JAKARTA, FIN.CO.ID - Sudah tau belum manfaat mandi uap untuk penderita darah tinggi?

Apa manfaat mandi uap untuk penderita darah tinggi, sampai-sampai direkomendasikan?

Well, berdasarkan sebuah studi, manfaat mandi uap untuk penderita darah tinggi ini sangat nyata.

BACA JUGA:Apa Orang Demam Boleh Mandi?
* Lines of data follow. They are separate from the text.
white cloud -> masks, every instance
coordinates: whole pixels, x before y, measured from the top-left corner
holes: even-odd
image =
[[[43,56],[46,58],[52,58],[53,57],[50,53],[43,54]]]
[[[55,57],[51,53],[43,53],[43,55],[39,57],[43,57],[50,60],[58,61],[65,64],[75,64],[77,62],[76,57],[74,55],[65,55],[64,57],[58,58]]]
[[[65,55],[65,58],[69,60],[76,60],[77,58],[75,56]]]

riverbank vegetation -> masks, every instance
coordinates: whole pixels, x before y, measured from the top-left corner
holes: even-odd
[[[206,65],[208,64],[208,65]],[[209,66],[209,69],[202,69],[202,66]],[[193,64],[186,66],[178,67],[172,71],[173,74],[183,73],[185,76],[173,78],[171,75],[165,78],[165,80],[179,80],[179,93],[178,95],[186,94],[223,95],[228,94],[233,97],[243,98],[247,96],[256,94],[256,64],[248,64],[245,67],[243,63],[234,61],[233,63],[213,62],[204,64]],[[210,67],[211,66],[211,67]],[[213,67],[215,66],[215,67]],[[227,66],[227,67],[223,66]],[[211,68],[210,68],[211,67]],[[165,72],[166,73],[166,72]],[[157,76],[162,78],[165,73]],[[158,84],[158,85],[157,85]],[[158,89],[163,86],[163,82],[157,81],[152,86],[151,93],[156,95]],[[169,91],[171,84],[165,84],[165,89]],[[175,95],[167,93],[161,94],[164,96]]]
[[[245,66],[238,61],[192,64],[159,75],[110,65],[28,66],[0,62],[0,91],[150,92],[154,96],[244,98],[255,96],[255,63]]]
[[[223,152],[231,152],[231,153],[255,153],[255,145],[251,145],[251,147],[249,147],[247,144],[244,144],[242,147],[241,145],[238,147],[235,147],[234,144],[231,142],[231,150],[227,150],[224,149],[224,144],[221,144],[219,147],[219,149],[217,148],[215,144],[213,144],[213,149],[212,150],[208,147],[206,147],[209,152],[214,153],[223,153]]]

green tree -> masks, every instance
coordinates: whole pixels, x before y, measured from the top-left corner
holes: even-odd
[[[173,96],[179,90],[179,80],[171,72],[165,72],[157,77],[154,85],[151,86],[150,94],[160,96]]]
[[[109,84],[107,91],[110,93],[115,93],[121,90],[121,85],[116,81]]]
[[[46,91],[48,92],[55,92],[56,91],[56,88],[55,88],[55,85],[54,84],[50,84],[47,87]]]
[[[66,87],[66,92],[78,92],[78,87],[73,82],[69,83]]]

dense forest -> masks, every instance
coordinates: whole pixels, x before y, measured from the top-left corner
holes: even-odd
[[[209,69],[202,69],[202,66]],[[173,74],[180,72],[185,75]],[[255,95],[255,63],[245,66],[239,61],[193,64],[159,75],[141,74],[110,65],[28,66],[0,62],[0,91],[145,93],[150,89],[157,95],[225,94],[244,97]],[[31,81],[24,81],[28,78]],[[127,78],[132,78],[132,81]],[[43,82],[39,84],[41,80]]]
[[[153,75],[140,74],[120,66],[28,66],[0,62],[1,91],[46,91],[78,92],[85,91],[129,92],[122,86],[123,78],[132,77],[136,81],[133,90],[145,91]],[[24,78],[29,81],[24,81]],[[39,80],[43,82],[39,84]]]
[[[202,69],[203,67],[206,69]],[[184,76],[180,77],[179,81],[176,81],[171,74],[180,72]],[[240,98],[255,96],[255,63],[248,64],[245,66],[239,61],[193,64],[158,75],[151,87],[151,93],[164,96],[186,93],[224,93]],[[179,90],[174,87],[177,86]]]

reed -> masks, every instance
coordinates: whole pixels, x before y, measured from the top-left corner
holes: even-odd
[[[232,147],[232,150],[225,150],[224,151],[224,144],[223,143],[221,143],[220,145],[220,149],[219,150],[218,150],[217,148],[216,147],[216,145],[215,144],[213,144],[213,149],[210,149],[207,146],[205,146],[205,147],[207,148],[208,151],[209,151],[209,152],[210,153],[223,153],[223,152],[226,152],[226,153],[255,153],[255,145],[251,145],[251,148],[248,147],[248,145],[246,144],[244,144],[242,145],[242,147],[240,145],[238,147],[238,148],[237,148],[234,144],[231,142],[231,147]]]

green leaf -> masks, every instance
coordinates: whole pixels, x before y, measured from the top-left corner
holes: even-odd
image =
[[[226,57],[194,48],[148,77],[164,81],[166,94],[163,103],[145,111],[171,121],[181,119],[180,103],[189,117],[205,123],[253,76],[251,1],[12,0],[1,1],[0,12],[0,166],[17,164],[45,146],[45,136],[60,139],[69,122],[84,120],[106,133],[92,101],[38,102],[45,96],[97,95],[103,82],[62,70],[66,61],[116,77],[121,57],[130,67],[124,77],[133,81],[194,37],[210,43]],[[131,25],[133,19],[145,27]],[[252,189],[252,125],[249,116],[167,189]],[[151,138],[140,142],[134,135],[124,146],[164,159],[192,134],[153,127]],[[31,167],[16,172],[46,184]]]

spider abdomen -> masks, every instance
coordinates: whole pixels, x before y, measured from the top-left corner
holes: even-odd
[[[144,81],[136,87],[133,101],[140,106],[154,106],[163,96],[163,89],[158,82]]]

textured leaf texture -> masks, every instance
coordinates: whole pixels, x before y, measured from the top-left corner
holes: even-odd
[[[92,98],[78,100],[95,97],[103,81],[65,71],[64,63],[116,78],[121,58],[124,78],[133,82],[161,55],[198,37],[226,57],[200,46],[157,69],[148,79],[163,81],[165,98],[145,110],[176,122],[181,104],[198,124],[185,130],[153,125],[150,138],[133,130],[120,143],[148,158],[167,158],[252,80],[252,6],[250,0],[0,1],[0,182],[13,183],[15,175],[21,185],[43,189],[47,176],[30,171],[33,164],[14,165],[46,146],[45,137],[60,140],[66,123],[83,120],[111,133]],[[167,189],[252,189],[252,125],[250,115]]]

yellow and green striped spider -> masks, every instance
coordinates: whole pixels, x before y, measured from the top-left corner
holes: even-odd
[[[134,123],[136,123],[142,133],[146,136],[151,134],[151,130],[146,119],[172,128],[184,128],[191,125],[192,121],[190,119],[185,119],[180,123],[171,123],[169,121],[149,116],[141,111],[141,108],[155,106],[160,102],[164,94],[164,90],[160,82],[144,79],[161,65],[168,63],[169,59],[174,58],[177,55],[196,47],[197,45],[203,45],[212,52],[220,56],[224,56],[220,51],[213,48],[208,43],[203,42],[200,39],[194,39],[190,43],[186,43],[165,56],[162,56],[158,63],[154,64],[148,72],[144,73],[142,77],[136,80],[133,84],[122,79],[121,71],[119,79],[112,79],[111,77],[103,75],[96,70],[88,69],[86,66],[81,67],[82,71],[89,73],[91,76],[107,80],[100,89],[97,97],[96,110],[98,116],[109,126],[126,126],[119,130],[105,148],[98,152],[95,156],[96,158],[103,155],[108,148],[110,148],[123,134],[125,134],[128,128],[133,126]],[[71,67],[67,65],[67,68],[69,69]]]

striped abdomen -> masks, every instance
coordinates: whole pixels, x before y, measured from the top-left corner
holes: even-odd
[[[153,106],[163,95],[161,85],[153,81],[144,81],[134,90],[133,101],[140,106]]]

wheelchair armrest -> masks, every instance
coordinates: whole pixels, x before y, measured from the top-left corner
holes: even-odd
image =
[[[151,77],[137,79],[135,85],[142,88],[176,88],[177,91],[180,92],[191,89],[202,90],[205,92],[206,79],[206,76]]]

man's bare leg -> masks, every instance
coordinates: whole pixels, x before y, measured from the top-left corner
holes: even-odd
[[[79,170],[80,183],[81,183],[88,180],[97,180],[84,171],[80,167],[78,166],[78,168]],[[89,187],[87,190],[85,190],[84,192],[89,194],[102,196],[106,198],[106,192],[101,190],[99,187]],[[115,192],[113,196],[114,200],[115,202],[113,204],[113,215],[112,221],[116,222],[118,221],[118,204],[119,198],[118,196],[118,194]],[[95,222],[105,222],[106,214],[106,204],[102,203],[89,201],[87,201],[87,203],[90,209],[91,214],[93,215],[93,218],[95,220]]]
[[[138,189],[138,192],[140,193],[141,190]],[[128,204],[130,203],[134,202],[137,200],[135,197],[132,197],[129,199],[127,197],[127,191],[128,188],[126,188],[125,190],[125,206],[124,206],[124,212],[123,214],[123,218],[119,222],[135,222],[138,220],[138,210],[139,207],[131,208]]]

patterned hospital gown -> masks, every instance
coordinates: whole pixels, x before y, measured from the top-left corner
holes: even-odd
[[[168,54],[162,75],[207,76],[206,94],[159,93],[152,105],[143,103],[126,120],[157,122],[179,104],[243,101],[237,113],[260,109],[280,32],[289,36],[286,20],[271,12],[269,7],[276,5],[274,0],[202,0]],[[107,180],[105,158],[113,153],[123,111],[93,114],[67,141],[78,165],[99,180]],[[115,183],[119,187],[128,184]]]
Ini Kata Ahli

Menurut studi ahli dari University of Eastern Finland, ditemukan manfaat mandi uap untuk penderita darah tinggi.

Dari situ terungkap bawah mandi uap di sauna setidaknya empat hingga tujuh kali dalam seminggu, dapat menurunkan tekanan darah orang hingga hampir 50 persen.

"Temuan ini merupakan kabar yang sangat menggembirakan," kata lead author studi Prof Jari Laukkanen, via Daily Mail.

Menutut kesimpulan studi itu, mandi uap dapat membantu tubuh untuk memperlebar pembuluh darah dan mengatasi stress pada orang dewasa.

BACA JUGA:Harus Tau, Mandi Air Hangat Itu Ada Efek Sampingnya

Lalu apa manfaat mandi uap bagi penderita darah tinggi, dengan melebarnya pembuluh darah.

Well, para peneliti meyakini bahwa mandi uap adalah salah satu alternatif terbaik untuk menurunkan tekanan darah.

Dengan begitu, penderita darah tinggi dapat menurunkan risiko penyakit jantung di kemudian hari.

Manfaat mandi uap untuk penderita darah tinggi ini dirilis ahli pada American Journal of Hypertension.

Untuk mencapai kesimpulannya, para ahli mempelajari data 1621 pria usia menengah, yang menderita darah tinggi.

Kendati demikian, perlu dicatat bahwa meski terapi uap ini sangat dianjurkan untuk penderita hipertensi, namun bagi mereka yang sudah terlanjur punya penyakit jantung, sangat dianjurkan untuk tidak menjalaninya.

Mengapa demikian, jawabannya adalah karena ketika tekanan darah berkurang, maka sebagai efeknya, tubuh akan mendorong jantung untuk bekerja lebih cepat, which is buruk untuk penderita penyakit jantung.